At Lava Ridge Elementary School, a library has been converted into a classroom to accommodate all the kids.
And at Bend High School, some students eat lunch in the hallway, because there’s more than 1,700 kids in a school designed for 1,500.
For these reasons and others, the school district is asking the community to approve a school bond that would go toward building two new schools and improving existing ones, in terms of safety, space and efficiency
According to Don Stearns, president of the Bend Education Association, overcrowding is one of the biggest problems,
“Most of the teachers are feeling that they have really crowded classrooms, not enough room to move around,” Stearns said Wednesday. “They feel the need to have some more space. Right now, our elementary schools, at least half of them, are at or above capacity.”
But with that much money, coming out of homeowner property taxes, (44 cents per $1,000 of property value), some people I spoke with, but who wouldn’t go on camera, had reservations about the measure. They wondered why, considering the region’s rapid growth, money hadn’t been set aside for school planning years ago.

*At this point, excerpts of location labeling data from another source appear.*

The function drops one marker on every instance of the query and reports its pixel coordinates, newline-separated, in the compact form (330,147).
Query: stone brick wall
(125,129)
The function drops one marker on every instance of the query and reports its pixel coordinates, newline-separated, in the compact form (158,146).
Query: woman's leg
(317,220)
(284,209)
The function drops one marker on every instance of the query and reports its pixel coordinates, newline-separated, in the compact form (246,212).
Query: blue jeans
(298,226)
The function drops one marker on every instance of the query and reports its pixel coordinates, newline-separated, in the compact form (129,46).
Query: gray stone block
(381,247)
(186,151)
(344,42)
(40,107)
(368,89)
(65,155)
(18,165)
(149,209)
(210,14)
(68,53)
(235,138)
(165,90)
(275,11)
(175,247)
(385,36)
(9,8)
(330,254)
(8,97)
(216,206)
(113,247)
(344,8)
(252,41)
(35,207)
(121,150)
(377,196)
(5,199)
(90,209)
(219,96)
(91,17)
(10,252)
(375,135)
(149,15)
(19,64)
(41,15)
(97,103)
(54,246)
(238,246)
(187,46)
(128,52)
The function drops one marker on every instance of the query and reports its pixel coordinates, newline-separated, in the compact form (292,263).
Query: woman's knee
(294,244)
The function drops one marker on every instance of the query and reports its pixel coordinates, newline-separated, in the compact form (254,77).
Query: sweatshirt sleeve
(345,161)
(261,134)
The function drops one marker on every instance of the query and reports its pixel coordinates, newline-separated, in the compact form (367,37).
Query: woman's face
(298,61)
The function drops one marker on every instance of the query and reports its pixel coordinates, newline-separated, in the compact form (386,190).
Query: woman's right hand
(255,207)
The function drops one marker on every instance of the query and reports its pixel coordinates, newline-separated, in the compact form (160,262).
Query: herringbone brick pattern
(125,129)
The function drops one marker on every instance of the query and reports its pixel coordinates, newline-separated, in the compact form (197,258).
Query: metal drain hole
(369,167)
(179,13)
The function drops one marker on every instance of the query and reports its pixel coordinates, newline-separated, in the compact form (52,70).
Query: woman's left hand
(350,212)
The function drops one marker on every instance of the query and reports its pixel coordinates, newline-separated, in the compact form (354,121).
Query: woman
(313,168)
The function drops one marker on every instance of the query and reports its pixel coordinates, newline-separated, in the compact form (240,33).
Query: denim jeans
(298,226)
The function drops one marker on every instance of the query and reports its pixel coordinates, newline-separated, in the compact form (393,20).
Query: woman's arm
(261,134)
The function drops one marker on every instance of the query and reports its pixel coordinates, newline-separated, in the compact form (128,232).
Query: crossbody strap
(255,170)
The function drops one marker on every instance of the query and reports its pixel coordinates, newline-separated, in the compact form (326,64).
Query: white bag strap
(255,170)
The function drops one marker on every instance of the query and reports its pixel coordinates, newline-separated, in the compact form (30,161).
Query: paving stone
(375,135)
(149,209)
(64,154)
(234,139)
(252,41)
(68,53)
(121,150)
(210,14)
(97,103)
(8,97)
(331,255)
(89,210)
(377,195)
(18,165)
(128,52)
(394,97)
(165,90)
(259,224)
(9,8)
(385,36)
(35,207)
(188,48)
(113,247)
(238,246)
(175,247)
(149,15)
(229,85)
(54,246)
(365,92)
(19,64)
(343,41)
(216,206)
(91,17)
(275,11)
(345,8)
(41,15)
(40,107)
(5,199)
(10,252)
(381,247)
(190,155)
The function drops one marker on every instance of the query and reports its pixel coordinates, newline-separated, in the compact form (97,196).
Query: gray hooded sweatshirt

The school district grew by 5,000 students between 2000 and 2016.
Actually, Bend-La Pine has gone out to voters periodically in the past for bond money to build new schools and upgrade existing ones, most recently for $96 million in 2013.
But other people said it doesn’t matter what should have been done, but rather, what needs to be done now to benefit the families living here currently and down the road.
Bend resident Katie Byrnes said she supports the measure,
“The big issue with that is yes, you can have foresight and understand that things are going to grow, but I think you don’t really understand the expense it costs to educate a child, and that money is actually really prevention, so we don’t have to spend money on the other end.”
“It’s easy to think that if you don’t have kids, you don’t have to support schools,” she said. “But really, you’re supporting your community, and it makes your community better.”
Along with building a new high school and new elementary school, the construction bond money would be spent on hundreds of projects, including renovating classrooms, modernizing security systems, electrical wiring, and improving entrances.
The district also will seek to extend the life of the existing schools by upgrading roofs, heating, plumbing and ventilation systems.